Open f5d35338-ebda-4fb2-87aa-ceee75932c6e opened 5 years ago
I propose to add partial_match: bool = False argument to unicodedata.lookup so that the programmer could search Unicode symbols using partial_names.
I love the idea, but dislike the proposed interface.
As a general rule of thumb, Guido dislikes "constant bool parameters", where you pass a literal True or False to a parameter to a function to change its behaviour. Obviously this is not a hard rule, there are functions in the stdlib that do this, but like Guido I think we should avoid them in general.

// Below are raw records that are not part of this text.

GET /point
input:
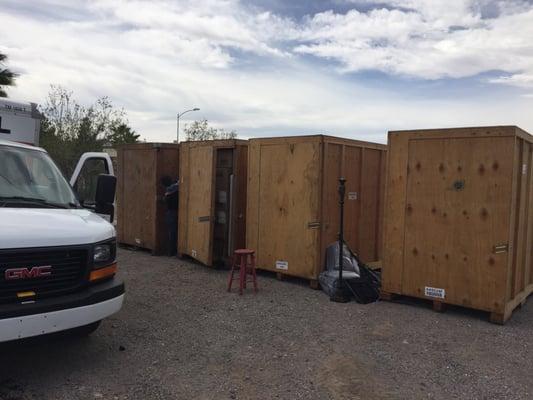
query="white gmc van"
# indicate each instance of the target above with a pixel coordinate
(57, 252)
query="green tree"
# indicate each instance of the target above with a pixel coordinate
(7, 77)
(69, 129)
(122, 134)
(200, 130)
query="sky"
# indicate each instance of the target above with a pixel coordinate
(350, 68)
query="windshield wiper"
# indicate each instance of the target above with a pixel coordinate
(34, 200)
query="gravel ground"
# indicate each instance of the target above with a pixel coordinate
(180, 335)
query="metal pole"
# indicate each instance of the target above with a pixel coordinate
(178, 135)
(342, 191)
(338, 294)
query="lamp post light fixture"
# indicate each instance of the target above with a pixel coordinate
(179, 116)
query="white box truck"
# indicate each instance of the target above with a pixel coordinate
(19, 122)
(57, 252)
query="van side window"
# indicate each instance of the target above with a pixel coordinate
(85, 185)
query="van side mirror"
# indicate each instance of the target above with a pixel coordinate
(106, 186)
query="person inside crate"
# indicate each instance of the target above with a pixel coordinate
(171, 214)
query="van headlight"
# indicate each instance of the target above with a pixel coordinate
(104, 253)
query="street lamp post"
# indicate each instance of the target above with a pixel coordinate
(180, 115)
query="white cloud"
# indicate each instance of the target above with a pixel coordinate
(159, 57)
(427, 39)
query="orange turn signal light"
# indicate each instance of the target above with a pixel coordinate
(102, 273)
(23, 295)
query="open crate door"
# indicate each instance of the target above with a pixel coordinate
(201, 202)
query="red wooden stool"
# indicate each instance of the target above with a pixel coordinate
(244, 261)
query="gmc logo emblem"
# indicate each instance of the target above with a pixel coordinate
(27, 273)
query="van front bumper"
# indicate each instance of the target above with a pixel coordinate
(56, 314)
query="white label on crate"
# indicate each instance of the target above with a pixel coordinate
(284, 265)
(352, 195)
(435, 292)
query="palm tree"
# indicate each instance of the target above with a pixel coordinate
(7, 77)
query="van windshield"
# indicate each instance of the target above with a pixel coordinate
(30, 178)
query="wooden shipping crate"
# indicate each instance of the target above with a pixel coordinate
(293, 202)
(212, 210)
(459, 218)
(140, 194)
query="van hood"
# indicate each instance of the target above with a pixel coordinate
(44, 227)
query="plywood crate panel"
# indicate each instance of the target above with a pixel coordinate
(212, 210)
(458, 219)
(293, 203)
(140, 194)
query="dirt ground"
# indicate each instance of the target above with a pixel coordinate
(180, 335)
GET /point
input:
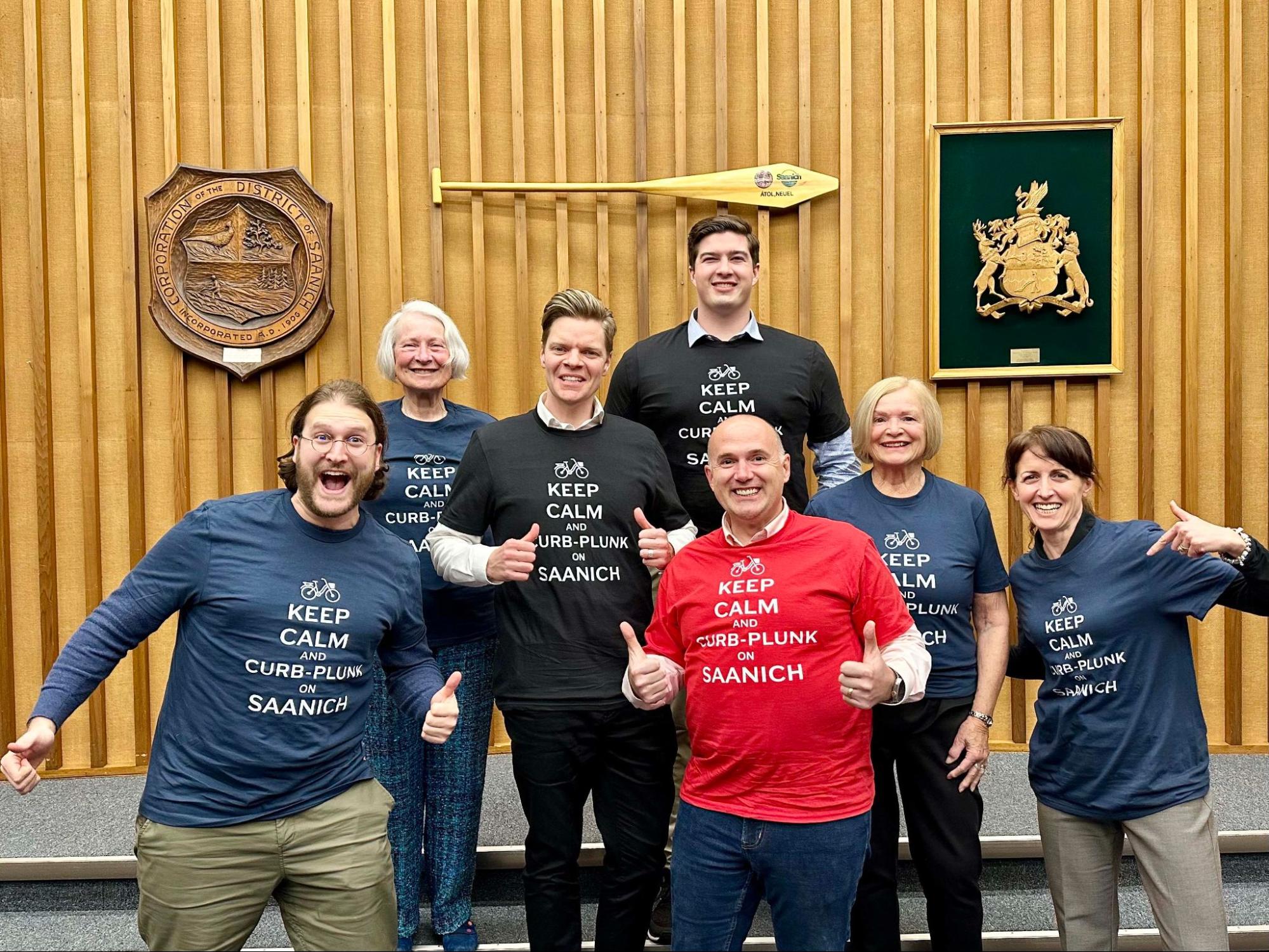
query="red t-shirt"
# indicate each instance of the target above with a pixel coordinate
(762, 633)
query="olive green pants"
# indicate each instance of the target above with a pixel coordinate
(329, 868)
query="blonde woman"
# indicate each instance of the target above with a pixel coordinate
(438, 795)
(938, 541)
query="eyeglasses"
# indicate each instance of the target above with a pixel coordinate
(324, 444)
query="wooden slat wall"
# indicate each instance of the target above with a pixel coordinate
(99, 100)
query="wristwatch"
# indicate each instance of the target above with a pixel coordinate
(899, 692)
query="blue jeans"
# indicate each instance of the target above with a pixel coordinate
(724, 865)
(438, 790)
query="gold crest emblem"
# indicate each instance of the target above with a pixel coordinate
(1030, 255)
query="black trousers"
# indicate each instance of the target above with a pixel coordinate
(912, 742)
(625, 758)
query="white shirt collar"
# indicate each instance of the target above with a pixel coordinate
(555, 425)
(696, 332)
(763, 534)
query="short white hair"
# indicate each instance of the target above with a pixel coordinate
(460, 357)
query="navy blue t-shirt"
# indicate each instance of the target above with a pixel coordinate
(281, 623)
(423, 459)
(1120, 732)
(942, 550)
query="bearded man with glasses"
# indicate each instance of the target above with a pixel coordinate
(258, 784)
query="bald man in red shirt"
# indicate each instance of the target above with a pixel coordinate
(786, 630)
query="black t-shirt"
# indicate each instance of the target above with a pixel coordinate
(682, 394)
(560, 643)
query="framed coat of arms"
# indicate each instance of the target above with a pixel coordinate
(1026, 268)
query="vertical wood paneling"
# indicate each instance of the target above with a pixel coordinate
(1190, 381)
(260, 157)
(522, 224)
(131, 315)
(1234, 435)
(846, 197)
(561, 142)
(433, 95)
(8, 676)
(1146, 274)
(721, 89)
(763, 84)
(305, 145)
(171, 155)
(216, 158)
(46, 527)
(681, 154)
(804, 159)
(348, 157)
(601, 51)
(973, 390)
(86, 356)
(642, 304)
(887, 187)
(480, 334)
(392, 155)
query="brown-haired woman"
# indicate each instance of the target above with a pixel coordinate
(1120, 747)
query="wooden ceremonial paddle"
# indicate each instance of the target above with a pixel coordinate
(774, 186)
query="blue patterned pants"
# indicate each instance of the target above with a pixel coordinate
(438, 790)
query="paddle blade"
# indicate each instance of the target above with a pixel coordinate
(776, 186)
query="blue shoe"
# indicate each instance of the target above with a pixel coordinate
(463, 940)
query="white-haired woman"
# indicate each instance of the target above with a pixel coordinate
(938, 540)
(438, 798)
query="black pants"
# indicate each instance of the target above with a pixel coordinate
(913, 742)
(626, 758)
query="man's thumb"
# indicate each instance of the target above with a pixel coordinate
(632, 642)
(871, 639)
(451, 686)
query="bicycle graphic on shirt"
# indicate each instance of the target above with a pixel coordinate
(1065, 605)
(312, 591)
(568, 469)
(905, 539)
(753, 564)
(724, 373)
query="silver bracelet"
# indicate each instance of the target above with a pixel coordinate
(1247, 550)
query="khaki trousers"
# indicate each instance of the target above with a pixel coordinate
(1179, 860)
(329, 868)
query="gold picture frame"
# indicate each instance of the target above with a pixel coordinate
(962, 332)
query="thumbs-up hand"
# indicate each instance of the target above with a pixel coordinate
(443, 717)
(1195, 538)
(654, 544)
(867, 684)
(513, 560)
(27, 753)
(648, 677)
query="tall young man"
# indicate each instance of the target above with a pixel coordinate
(258, 784)
(574, 498)
(785, 630)
(683, 383)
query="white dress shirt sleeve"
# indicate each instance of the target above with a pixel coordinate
(460, 558)
(909, 658)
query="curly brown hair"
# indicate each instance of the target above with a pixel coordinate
(340, 392)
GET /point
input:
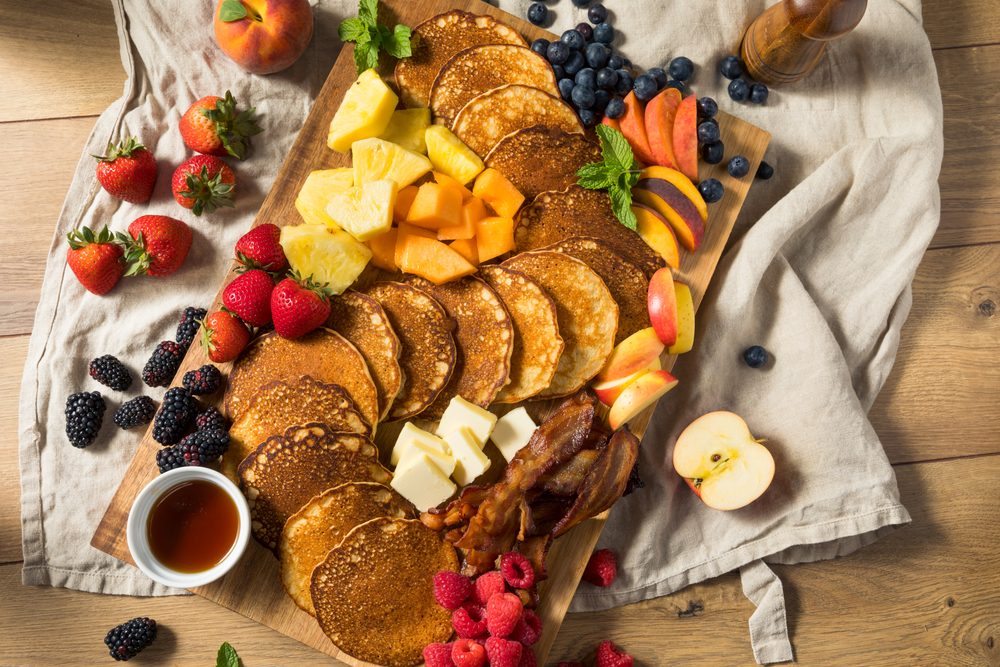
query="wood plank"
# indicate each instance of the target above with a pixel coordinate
(41, 66)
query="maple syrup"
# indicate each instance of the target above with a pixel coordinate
(193, 526)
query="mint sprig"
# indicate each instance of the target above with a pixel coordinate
(616, 173)
(368, 37)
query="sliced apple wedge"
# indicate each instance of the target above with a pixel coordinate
(722, 463)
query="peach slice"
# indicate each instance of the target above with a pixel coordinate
(640, 395)
(660, 114)
(722, 463)
(662, 300)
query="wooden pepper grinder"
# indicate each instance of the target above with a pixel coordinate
(788, 39)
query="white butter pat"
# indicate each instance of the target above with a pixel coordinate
(513, 432)
(422, 483)
(444, 461)
(470, 462)
(462, 413)
(411, 434)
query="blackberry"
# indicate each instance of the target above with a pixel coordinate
(203, 381)
(177, 412)
(188, 327)
(163, 364)
(138, 411)
(111, 373)
(84, 413)
(129, 638)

Instead, I think we should allow the name to include globbing symbols * ? etc. (I think full blown re syntax is overkill.) I have an implementation which I use:
lookup(name) -> single character # the current behaviour
lookup(name_with_glob_symbols) -> list of characters
For example lookup('latin * Z') returns:
['LATIN CAPITAL LETTER Z', 'LATIN SMALL LETTER Z', 'LATIN CAPITAL LETTER D WITH SMALL LETTER Z', 'LATIN LETTER SMALL CAPITAL Z', 'LATIN CAPITAL LETTER VISIGOTHIC Z', 'LATIN SMALL LETTER VISIGOTHIC Z']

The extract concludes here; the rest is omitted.